The cost of living forces people to look for additional sources of income
Workers are looking for new jobs, asking for extra shifts or jostling to make ends meet as day-to-day expenses take up more of their paycheck. A new study from Qualtrics claims that 77% of workers say it’s harder to pay living expenses than a year ago. In the UK, inflation recently topped 10% for the second time this year amid soaring food prices. Compounding the impact of the cost of living, many work-related expenses that were relieved by remote working, such as travel expenses and full-time childcare, are returning as a growing number people return to the office.
Rising costs are changing the employment landscape, and workers are taking steps to improve their financial situation by reducing expenses, increasing income, or both. Almost one in four (23%) working adults have reduced their expenses by moving to an area with a lower cost of living, or are considering doing so.
In an effort to increase their take home pay, 77% of employees see the possibility of working overtime or extra shifts. Outside of their current job, 35% have looked for jobs with higher salaries and 34% of workers have looked for a second job. A further 15% of people are considering looking for a second job, meaning almost half of working Brits have considered taking on multiple jobs to pay for living expenses.

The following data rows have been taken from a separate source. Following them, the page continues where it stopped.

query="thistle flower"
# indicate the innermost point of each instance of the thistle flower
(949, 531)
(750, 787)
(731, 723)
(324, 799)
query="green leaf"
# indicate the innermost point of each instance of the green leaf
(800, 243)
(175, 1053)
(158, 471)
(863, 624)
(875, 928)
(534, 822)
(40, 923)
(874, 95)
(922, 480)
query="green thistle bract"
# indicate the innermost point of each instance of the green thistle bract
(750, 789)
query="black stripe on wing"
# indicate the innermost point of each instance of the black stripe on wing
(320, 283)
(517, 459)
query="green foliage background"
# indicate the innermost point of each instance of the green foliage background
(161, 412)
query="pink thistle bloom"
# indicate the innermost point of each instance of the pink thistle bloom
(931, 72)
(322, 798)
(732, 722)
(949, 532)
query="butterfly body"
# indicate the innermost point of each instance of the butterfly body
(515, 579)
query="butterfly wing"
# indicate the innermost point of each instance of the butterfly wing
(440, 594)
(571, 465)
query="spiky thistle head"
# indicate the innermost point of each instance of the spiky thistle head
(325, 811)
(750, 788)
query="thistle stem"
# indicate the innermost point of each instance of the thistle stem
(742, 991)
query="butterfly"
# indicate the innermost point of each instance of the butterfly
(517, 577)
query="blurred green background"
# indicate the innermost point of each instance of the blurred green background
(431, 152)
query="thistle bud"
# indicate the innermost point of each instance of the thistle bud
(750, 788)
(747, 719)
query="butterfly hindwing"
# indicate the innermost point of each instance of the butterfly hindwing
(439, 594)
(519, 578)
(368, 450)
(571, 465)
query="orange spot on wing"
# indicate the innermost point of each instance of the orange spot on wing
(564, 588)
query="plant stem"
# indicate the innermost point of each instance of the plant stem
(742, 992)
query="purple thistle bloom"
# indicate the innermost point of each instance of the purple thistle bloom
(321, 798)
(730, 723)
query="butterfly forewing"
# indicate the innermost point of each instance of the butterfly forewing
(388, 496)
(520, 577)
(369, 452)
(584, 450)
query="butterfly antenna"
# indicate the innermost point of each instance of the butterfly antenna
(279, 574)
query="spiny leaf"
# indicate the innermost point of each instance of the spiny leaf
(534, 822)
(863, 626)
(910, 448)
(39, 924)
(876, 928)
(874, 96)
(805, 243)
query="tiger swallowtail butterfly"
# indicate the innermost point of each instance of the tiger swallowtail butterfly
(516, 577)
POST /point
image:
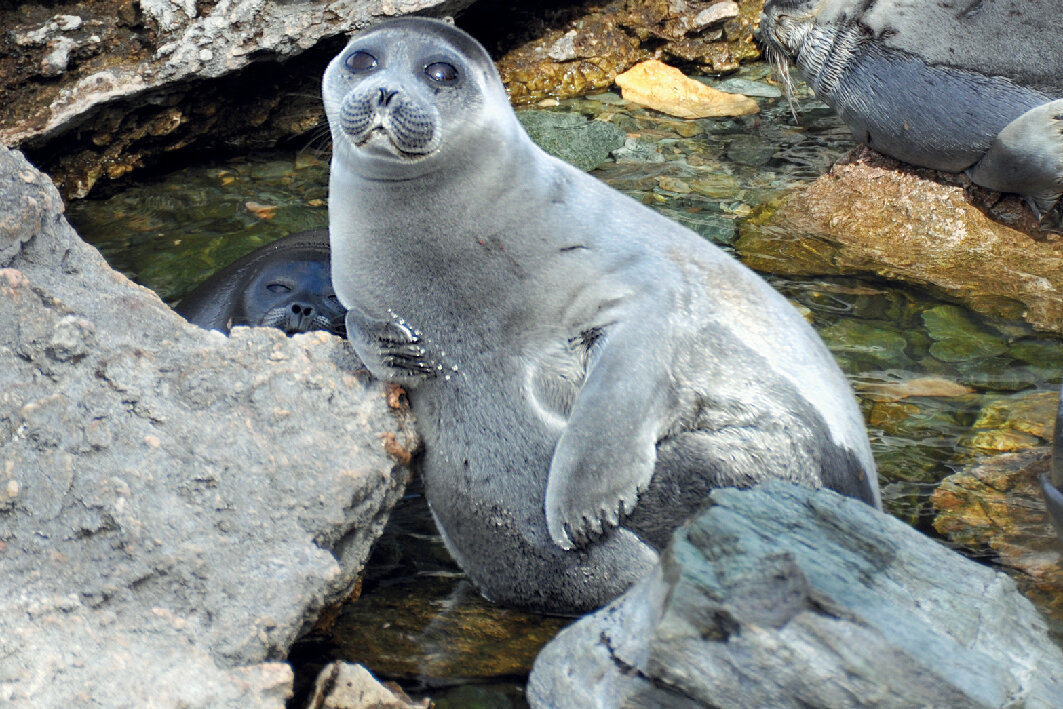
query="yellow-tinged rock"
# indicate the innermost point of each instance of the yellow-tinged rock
(658, 86)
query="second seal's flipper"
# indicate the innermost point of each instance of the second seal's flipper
(1051, 485)
(1027, 157)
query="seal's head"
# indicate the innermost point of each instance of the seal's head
(294, 296)
(406, 93)
(785, 26)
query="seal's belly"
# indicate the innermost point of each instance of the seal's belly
(489, 438)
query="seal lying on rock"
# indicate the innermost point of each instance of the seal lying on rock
(1051, 485)
(584, 371)
(285, 284)
(956, 86)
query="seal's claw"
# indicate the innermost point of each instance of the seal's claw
(390, 349)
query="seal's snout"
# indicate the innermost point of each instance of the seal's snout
(410, 123)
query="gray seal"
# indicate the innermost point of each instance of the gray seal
(950, 85)
(286, 284)
(583, 370)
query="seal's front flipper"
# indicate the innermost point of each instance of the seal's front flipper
(607, 453)
(391, 350)
(1027, 157)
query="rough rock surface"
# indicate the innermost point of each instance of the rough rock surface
(873, 215)
(581, 48)
(123, 80)
(658, 86)
(175, 506)
(785, 596)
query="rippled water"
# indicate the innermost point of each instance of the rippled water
(418, 621)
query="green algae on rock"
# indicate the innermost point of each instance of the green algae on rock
(572, 137)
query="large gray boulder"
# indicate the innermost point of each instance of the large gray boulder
(96, 89)
(175, 506)
(783, 596)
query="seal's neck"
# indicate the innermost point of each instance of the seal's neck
(465, 196)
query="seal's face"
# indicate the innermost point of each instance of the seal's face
(294, 296)
(785, 23)
(401, 95)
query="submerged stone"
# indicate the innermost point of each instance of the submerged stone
(858, 340)
(576, 139)
(995, 504)
(872, 215)
(746, 87)
(664, 88)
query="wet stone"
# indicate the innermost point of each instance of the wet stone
(994, 505)
(751, 150)
(747, 87)
(856, 340)
(572, 137)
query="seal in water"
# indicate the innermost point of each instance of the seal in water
(1051, 485)
(956, 86)
(584, 371)
(285, 284)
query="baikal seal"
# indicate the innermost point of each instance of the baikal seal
(971, 86)
(286, 284)
(583, 370)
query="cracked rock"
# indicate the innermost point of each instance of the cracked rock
(165, 535)
(789, 597)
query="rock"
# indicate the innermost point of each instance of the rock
(96, 95)
(584, 48)
(574, 138)
(175, 506)
(785, 596)
(921, 386)
(343, 686)
(746, 87)
(873, 215)
(995, 505)
(658, 86)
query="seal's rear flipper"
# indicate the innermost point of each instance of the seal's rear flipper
(1027, 157)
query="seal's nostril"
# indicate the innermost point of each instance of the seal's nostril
(384, 98)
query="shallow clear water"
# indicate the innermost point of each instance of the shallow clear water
(418, 621)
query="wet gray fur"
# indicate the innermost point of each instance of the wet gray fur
(583, 370)
(1051, 485)
(952, 86)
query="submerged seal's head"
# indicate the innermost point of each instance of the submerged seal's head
(294, 296)
(785, 26)
(405, 95)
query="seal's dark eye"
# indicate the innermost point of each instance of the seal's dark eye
(360, 62)
(441, 71)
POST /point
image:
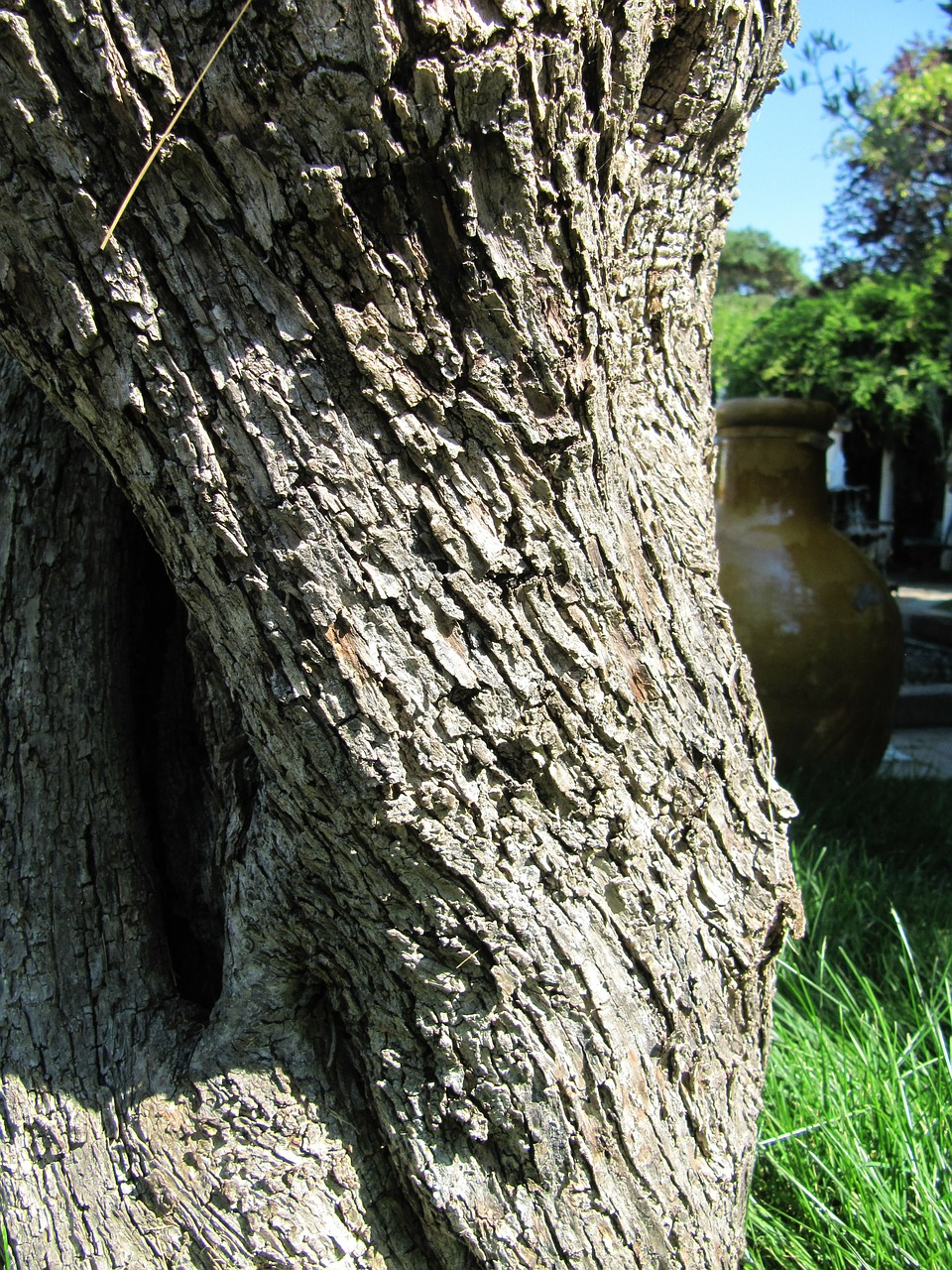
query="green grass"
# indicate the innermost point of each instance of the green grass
(855, 1165)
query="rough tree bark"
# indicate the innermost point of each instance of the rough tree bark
(399, 887)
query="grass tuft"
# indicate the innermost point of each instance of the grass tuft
(855, 1162)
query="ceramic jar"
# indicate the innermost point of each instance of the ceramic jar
(812, 613)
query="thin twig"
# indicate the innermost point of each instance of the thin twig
(164, 137)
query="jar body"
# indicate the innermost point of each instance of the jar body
(812, 613)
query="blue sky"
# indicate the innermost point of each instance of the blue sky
(784, 182)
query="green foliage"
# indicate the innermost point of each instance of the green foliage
(733, 318)
(855, 1165)
(753, 271)
(895, 185)
(754, 263)
(878, 348)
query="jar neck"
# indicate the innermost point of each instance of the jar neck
(774, 471)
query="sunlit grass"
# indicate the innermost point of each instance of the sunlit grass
(855, 1165)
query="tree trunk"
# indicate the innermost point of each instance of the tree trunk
(399, 885)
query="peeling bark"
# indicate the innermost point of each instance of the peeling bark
(399, 885)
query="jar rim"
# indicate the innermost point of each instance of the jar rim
(800, 413)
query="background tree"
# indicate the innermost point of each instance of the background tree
(754, 271)
(393, 870)
(874, 336)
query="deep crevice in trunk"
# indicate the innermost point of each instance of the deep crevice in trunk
(175, 771)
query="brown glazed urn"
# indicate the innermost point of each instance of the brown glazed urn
(812, 613)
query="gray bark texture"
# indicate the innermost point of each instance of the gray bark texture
(391, 865)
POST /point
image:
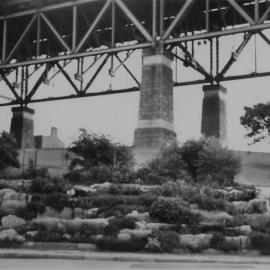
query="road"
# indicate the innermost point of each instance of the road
(49, 264)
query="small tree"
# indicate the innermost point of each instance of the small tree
(8, 151)
(256, 121)
(94, 150)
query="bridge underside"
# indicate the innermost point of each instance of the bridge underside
(40, 40)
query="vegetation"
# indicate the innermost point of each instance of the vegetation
(256, 121)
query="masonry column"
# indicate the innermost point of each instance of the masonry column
(155, 125)
(22, 126)
(214, 112)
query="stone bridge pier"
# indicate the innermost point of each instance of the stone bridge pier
(22, 126)
(155, 126)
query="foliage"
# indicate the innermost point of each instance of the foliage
(169, 163)
(219, 242)
(32, 172)
(170, 210)
(163, 241)
(119, 223)
(256, 120)
(47, 185)
(8, 151)
(260, 241)
(93, 150)
(217, 164)
(114, 244)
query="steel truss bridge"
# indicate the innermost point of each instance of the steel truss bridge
(45, 36)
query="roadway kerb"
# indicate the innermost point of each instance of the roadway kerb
(134, 257)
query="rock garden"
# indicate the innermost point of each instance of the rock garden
(184, 201)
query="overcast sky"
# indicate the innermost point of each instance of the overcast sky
(116, 115)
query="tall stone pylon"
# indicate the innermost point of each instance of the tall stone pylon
(22, 126)
(214, 122)
(155, 124)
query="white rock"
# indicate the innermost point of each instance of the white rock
(11, 221)
(124, 236)
(195, 242)
(137, 233)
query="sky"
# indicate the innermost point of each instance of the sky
(117, 115)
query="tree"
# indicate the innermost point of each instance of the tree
(94, 150)
(256, 121)
(8, 151)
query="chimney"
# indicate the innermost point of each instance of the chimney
(53, 132)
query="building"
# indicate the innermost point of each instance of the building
(51, 141)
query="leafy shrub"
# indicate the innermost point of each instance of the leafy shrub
(114, 244)
(107, 200)
(32, 172)
(219, 242)
(46, 185)
(170, 210)
(163, 241)
(117, 224)
(209, 162)
(261, 242)
(169, 163)
(94, 150)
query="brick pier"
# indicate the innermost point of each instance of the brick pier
(155, 124)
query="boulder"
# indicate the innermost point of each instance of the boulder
(85, 213)
(195, 242)
(49, 213)
(66, 213)
(260, 205)
(11, 222)
(241, 242)
(124, 236)
(139, 225)
(11, 237)
(257, 221)
(215, 217)
(137, 233)
(139, 216)
(67, 237)
(160, 226)
(244, 229)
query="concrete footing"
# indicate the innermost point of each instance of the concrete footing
(22, 126)
(155, 125)
(214, 112)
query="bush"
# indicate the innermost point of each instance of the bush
(114, 244)
(261, 242)
(169, 163)
(46, 185)
(170, 210)
(117, 224)
(219, 242)
(32, 172)
(207, 161)
(94, 150)
(163, 241)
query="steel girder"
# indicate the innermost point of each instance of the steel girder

“It’s no surprise that financial concerns are a priority for the vast majority of employees,” said Sarah Marrs, Qualtrics director, EX Product Science. “It is therefore essential that business leaders ensure that they understand the role they can play in helping to alleviate some of these concerns. This will demonstrate that they care about the well-being of their employees, retaining them despite ongoing retention challenges.
Parents are feeling the pressure even more – 82% of working parents say their pay is not keeping up with costs as well as it did a year ago. Nearly half say they have looked for a new (44%) or second (44%) job. Parents are also almost twice as likely to have moved to less expensive cities than employees without children.